Edaphodon kawai Temporal range: Late Cretaceous

Scientific classification
- Domain: Eukaryota
- Kingdom: Animalia
- Phylum: Chordata
- Class: Chondrichthyes
- Subclass: Holocephali
- Order: Chimaeriformes
- Family: Callorhinchidae
- Genus: †Edaphodon
- Species: †E. kawai
- Binomial name: †Edaphodon kawai Consoli, 2006

= Edaphodon kawai =

- Genus: Edaphodon
- Species: kawai
- Authority: Consoli, 2006

Species of cartilaginous fish

Edaphodon kawai was a prehistoric chimaeriform fish species belonging to the genus Edaphodon, of which all the species are now extinct. Edaphodon kawai was a type of rabbitfish, a cartilaginous fish related to sharks and rays, and indeed, some rabbitfishes are still alive today. E. kawai is one of numerous Edaphodon species, but is the only one which has been discovered in the Southern Hemisphere, near New Zealand. Indeed, only a handful of other Chimaeroformes have been discovered in the Southern Hemisphere. They first appeared during the Devonian period around 415 to 360 million years ago, but the only known specimen of E. kawai has been dated to the Late Cretaceous at the height of the rabbitfish's reign. Its scientific name, kawai, means "fish" in the language of the Moriori, a Pacific tribe who inhabited the islands.

== Description ==
Like most prehistoric cartilaginous fishes, E. kawai is known from a few fragmentary remains, including teeth and a beak. E. kawai provided many new points of knowledge for scientists when it was formally described in 2006. Firstly, the range of the prehistoric Edaphodon species, and indeed all prehistoric rabbitfish, was thought to be restricted to the Northern Hemisphere. However, when the fragmental remains of E. kawai were discovered in the Chatham Islands not far from New Zealand, the rabbitfish range was extended. The E. kawai holotype was discovered in the island's Takatiki Grit formation and was dated back to the Late Cretaceous.

Another point of interest for scientists was the uncharacteristic teeth E. kawai possessed. Unlike the sharks and rays to which they are related, most rabbitfish have a single set of teeth that do not grow back and are used for grinding their food. These teeth, along with the position of the mouth so that it is the underside of the head, allows the rabbitfish to graze on the sea bed much like a herbivore would do on land. However, this is not the case with E. kawai; it had teeth which were equipped for both grinding and cutting.
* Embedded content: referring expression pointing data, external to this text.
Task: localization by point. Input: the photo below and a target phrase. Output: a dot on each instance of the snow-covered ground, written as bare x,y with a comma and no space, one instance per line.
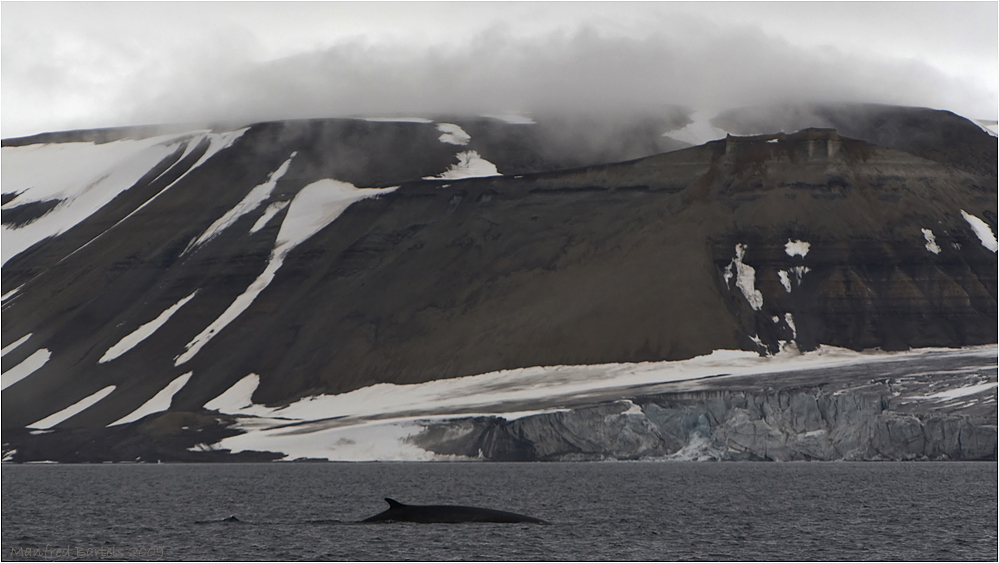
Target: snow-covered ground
84,177
699,130
374,423
314,207
983,231
72,410
159,403
27,367
470,165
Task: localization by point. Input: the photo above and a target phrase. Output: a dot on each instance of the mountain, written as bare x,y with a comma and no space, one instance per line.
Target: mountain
168,289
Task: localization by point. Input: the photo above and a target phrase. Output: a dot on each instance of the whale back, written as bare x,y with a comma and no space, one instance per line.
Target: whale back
447,514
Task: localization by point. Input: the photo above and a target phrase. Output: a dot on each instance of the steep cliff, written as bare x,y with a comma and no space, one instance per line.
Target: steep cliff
147,273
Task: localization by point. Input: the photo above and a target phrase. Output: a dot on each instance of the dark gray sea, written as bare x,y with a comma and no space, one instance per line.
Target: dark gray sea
598,511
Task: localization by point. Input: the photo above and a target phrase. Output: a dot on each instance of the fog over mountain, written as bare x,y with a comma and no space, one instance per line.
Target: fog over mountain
182,63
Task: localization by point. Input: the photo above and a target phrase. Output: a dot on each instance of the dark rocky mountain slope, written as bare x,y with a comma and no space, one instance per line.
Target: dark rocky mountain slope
754,243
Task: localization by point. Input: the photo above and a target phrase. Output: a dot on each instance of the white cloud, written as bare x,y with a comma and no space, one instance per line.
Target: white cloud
124,63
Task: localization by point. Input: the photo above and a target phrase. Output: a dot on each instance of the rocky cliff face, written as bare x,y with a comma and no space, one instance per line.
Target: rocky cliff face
327,256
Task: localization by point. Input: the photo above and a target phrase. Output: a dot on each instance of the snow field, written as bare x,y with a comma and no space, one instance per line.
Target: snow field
698,131
453,134
470,165
796,248
30,365
983,231
250,202
745,278
72,410
269,214
159,403
386,415
143,332
513,118
314,207
13,345
931,241
54,171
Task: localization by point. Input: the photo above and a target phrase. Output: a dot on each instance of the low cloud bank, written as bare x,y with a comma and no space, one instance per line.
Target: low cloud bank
707,66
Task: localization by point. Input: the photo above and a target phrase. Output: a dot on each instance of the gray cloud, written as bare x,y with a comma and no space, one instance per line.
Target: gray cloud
205,76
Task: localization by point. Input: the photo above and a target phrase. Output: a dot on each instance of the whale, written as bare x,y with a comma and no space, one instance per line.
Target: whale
447,514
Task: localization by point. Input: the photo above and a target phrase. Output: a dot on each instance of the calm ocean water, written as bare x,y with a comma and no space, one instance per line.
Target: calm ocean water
599,511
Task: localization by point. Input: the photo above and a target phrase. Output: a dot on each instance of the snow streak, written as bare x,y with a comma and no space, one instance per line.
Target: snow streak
143,332
315,206
72,410
159,403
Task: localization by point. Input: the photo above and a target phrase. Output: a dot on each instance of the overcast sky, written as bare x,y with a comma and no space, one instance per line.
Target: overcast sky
81,65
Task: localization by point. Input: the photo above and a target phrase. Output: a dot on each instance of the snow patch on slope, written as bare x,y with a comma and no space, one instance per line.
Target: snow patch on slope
698,131
983,231
989,126
83,176
374,423
72,410
962,391
238,398
470,165
367,442
785,280
745,278
796,248
100,185
253,200
397,119
931,241
453,134
143,332
11,293
512,118
10,347
160,402
269,214
30,365
315,206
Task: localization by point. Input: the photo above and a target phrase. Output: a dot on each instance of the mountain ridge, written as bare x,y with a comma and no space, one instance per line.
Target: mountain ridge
446,278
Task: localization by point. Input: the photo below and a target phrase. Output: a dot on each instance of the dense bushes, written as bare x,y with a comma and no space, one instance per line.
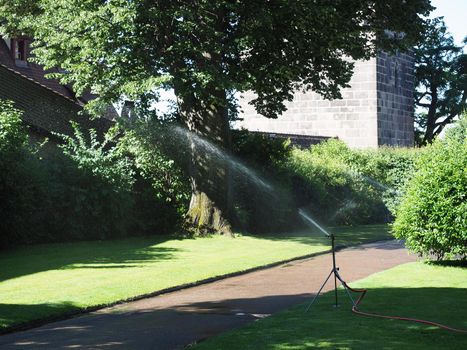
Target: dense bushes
433,214
336,184
134,182
83,189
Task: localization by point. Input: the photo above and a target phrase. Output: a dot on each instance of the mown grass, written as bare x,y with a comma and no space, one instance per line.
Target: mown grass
436,293
48,280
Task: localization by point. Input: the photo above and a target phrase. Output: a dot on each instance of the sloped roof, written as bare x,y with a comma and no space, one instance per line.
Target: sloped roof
44,109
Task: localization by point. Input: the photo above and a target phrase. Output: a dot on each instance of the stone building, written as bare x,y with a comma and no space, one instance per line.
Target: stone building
376,110
48,106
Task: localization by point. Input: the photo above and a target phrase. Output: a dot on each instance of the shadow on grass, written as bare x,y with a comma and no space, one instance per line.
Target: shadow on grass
324,326
18,314
120,253
450,263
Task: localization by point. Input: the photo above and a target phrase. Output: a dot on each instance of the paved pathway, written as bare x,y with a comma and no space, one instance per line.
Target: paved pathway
174,320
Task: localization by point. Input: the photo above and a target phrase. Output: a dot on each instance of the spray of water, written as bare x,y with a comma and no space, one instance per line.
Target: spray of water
308,219
225,158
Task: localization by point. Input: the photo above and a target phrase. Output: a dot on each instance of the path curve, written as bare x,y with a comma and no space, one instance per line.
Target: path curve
174,320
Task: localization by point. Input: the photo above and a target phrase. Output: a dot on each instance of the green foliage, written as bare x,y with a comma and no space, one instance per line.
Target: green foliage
258,209
17,185
209,51
344,186
220,46
162,180
440,79
432,217
13,136
89,187
336,184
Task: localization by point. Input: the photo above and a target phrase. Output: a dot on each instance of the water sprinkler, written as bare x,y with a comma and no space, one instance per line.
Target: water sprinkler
335,269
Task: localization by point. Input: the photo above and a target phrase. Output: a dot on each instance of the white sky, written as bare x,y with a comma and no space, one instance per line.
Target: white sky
455,16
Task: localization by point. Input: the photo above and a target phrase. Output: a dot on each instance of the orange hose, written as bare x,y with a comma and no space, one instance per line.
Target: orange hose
358,312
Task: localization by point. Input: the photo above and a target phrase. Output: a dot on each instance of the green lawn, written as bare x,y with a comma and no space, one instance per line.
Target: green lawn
414,290
48,280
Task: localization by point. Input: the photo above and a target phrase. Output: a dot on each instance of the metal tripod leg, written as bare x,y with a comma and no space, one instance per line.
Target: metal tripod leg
345,288
322,286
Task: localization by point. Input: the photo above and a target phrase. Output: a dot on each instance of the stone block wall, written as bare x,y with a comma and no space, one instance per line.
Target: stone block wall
375,110
395,86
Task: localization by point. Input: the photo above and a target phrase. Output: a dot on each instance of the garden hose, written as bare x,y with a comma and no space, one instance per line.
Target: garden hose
358,312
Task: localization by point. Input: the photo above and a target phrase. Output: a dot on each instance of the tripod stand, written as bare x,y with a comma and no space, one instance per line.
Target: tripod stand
335,272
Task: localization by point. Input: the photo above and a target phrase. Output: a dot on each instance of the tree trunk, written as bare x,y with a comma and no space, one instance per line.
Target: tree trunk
210,144
431,117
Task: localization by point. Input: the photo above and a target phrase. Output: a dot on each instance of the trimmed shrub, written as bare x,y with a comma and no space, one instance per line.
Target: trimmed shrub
343,186
432,217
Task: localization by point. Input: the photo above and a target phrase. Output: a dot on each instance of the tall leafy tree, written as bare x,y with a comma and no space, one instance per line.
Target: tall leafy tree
206,51
440,79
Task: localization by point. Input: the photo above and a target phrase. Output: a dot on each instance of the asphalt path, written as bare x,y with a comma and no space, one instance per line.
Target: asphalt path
178,319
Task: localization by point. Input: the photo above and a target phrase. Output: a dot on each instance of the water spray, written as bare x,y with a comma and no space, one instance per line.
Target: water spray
335,270
362,292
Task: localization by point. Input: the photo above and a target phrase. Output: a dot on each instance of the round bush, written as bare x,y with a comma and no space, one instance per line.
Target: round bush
432,217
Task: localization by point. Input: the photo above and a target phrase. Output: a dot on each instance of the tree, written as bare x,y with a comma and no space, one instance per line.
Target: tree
206,51
440,80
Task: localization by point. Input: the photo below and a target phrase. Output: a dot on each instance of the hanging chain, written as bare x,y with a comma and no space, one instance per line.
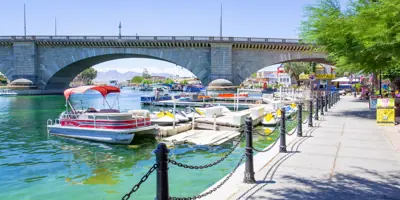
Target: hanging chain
215,188
265,135
142,180
174,162
269,148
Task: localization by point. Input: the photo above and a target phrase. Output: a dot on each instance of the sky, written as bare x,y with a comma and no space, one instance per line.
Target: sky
253,18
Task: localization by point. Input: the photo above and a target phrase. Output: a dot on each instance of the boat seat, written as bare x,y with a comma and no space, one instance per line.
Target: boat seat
109,111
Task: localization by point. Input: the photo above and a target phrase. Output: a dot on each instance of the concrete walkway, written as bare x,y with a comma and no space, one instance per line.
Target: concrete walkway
347,157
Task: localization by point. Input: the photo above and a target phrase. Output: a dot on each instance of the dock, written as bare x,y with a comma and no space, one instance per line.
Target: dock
202,137
201,104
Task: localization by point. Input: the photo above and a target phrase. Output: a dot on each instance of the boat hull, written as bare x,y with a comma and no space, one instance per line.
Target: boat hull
121,136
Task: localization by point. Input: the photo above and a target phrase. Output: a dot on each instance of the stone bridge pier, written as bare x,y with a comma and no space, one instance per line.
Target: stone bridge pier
52,62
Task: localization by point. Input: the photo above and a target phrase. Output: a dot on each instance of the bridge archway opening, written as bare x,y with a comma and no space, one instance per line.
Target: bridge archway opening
124,66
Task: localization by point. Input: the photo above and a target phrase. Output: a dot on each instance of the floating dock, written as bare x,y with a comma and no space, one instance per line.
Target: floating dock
201,104
202,137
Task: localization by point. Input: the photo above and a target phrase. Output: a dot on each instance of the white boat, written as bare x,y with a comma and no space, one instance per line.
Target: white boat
7,92
196,112
163,118
104,125
181,116
270,120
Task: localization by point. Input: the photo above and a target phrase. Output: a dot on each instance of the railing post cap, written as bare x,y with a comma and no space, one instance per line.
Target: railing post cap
249,119
161,147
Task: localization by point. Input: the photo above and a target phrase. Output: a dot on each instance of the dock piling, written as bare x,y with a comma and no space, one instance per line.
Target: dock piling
215,122
322,104
282,146
300,120
249,167
316,108
326,103
310,114
193,120
162,171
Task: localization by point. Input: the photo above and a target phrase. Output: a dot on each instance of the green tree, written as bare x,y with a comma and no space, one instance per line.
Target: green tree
87,75
361,37
296,68
137,79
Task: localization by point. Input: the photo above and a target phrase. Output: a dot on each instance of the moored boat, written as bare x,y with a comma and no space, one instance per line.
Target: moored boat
7,92
104,125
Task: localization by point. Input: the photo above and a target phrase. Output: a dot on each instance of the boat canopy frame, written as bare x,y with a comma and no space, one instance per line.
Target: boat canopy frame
103,90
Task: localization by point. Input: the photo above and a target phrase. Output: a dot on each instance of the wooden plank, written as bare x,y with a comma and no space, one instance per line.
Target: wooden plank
202,137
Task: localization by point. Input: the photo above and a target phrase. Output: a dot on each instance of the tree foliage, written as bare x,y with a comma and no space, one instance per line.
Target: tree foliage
87,75
362,37
296,68
137,79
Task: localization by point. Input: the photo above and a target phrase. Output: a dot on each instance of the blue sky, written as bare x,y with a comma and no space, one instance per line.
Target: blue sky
253,18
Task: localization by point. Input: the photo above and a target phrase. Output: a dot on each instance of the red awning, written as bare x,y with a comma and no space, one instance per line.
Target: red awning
104,90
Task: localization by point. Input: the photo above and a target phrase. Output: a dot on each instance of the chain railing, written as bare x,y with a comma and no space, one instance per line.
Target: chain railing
174,162
216,187
162,159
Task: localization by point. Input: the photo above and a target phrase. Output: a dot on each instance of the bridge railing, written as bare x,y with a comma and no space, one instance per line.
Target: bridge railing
151,38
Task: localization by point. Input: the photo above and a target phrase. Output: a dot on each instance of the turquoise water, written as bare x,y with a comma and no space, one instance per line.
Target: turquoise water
34,165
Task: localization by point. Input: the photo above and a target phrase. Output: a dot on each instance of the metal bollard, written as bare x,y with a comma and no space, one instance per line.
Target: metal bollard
300,120
316,108
162,172
322,105
326,103
310,114
282,146
249,167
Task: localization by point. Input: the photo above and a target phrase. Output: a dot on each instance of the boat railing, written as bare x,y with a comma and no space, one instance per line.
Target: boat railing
49,122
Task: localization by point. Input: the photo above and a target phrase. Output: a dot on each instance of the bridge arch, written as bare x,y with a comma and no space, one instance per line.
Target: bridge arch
245,63
66,63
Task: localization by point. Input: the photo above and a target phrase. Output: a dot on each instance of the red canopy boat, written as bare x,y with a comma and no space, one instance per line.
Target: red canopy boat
104,125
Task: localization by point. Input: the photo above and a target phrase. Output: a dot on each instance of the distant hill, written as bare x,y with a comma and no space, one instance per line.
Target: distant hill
115,75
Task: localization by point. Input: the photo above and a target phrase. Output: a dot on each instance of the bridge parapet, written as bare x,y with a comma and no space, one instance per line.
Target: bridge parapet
153,38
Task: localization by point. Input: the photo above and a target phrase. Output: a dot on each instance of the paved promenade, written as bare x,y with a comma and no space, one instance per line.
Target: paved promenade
347,157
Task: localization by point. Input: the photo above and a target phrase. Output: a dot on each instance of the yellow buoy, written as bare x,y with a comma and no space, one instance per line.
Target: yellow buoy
268,117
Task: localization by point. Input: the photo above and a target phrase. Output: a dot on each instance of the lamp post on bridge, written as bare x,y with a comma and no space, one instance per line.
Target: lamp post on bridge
120,26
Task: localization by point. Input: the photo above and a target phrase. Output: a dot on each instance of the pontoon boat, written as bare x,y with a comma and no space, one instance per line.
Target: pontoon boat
104,125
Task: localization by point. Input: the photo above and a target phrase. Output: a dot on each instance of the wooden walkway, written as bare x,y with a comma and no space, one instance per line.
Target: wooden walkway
202,137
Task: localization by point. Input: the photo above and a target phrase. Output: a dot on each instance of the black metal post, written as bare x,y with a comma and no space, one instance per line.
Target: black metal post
282,146
322,105
300,120
316,108
162,172
249,167
310,114
326,103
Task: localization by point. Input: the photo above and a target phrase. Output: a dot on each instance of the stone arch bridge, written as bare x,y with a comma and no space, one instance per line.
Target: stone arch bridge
52,62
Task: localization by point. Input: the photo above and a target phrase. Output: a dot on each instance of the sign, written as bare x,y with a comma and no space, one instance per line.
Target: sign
304,76
385,117
325,76
372,103
385,112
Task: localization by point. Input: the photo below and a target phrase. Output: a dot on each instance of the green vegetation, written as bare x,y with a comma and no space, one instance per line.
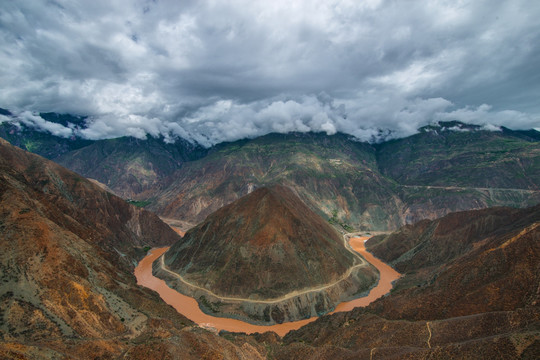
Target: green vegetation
335,221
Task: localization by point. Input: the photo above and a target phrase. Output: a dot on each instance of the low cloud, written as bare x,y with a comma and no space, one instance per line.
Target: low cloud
214,71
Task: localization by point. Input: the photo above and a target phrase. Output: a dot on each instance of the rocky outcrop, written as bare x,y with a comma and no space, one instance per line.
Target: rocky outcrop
257,258
469,291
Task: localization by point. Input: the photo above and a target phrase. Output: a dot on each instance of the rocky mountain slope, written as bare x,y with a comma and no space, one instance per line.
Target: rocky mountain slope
332,174
68,251
446,167
363,186
265,246
469,291
470,288
129,166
This opened up a range of new prey to the fish, which would have been able to scavenge food and rip flesh from decaying carcasses, unlike others in its group, which would only have been able to crush organic matter. E. kawai lived during the Late Cretaceous. During this time, the rabbitfish reached their maximum in diversity.

However, some have argued that the remains of E. kawai are actually those of another prehistoric cartilaginous fish, Ischyodus, which lived about the same time and has also been compared to the rabbitfish Chimaera monstrosa.